I am two for two with the local library book club this year in finding the book selection to be subpar. In fact, I am on the fence whether I liked this one, or Everything I Never Told You the least. This one was just predictable and eyeroll worthy, whereas the other made me downright angry, so I think The Readers of Broken Wheel Recommend will land the distinction of being not quite as bad as the book I liked least this year.
Sara Lundqvist is a young-ish Swedish woman who travels to America to try to have some sort of adventure. She lives a droll existence in Sweden, and recently fired from her job as a bookstore clerk has nothing really going on in her life. In recent history she had become the penpal of Amy, an older woman in Broken Wheel, Iowa, a mostly nondescript one diner town, and decides to take Amy up on her invitation to visit, read books, and enjoy small town life.

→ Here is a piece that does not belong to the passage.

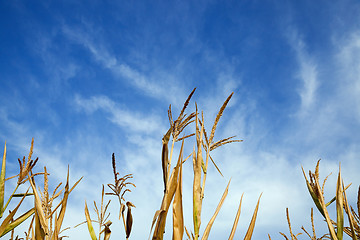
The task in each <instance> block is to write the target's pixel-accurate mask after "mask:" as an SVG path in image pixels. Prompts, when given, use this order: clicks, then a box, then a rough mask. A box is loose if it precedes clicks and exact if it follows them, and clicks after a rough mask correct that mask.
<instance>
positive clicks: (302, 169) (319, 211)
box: [301, 167, 325, 218]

But, and not really a spoiler, this is in chapter one, when Sara arrives, Amy has died. Womp. In fact, she shows up during the funeral. So, she is invited by some of the town people to stay in Amy’s house for free, and stay for the planned two months. Totally normal, amiright?
From here, she decides to use Amy’s substantial library to open and operate a bookstore for the town, and she is basically adopted by the townspeople, where she finally finds somewhere to belong. (Insert soaring heartstrings). And its pretty adorable at times, there is a fun scene when they watch her read for hours, she not noticing, and basically throw a quiet street party to watch her (it’s less creepy than it sounds).

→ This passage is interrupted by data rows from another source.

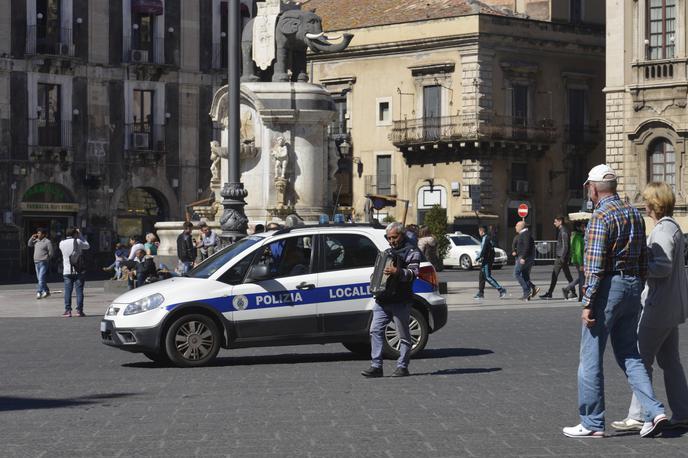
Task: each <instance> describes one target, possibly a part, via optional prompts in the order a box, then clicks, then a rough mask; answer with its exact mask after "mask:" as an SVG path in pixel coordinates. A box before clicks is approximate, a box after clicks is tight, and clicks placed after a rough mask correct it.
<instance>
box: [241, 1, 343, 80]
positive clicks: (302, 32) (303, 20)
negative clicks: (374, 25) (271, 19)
mask: <svg viewBox="0 0 688 458" xmlns="http://www.w3.org/2000/svg"><path fill="white" fill-rule="evenodd" d="M254 21H255V19H251V20H250V21H249V22H248V23H247V24H246V26H245V27H244V30H243V33H242V36H241V51H242V67H243V73H242V77H241V81H259V80H260V77H258V76H257V75H256V67H255V64H254V62H253V23H254ZM274 37H275V38H274V45H275V46H276V49H275V61H274V65H273V74H272V81H273V82H288V81H290V78H289V74H288V73H287V70H289V69H290V70H291V80H292V81H300V82H307V81H308V74H307V72H306V51H307V50H308V49H310V50H311V51H313V52H339V51H343V50H344V49H346V47H347V46H349V43H350V42H351V39H352V38H353V35H351V34H348V33H346V34H344V35H343V37H341V41H339V42H338V43H333V42H331V41H330V40H331V38H328V37H327V36H326V35H325V33H324V32H323V30H322V19H320V16H318V15H316V14H315V13H313V12H311V11H301V10H298V9H293V10H287V11H284V12H282V13H281V14H280V15H279V17H278V18H277V22H276V26H275V31H274Z"/></svg>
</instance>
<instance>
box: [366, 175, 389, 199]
mask: <svg viewBox="0 0 688 458" xmlns="http://www.w3.org/2000/svg"><path fill="white" fill-rule="evenodd" d="M363 179H364V189H365V193H366V195H368V194H372V195H377V196H396V195H397V184H396V181H397V177H396V175H388V176H386V177H382V176H377V175H365V176H364V177H363Z"/></svg>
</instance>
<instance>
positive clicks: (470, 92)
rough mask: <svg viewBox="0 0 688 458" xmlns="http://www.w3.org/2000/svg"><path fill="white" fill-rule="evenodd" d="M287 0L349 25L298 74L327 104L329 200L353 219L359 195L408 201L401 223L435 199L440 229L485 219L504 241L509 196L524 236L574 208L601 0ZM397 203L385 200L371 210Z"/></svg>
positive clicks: (586, 120)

Overall, reviews were mixed among book club members. We all sort of agreed that this book was predictable, superficial, and fluffy, but whether or not that was agreeable to you was where we differed. I was frustrated because I felt like the story had good bones and potential, but Bivald wrote about American small towns in caricature and there was no character development, or anyone more than one dimensional. In fact, there was barely any conflict to speak of. There is a single woman with nothing going on in her home country, and a handsome single dude. Literally nothing stopping them from getting them together. Instead of “will they/won’t they” the only question was, “why don’t they get on with it?”
It was not the worst I have read this year (as detailed in my opener) but just too paint by numbers for my taste. But if you are looking for some brain candy and are a reader at heart, then you may find this sentimental and heartwarming.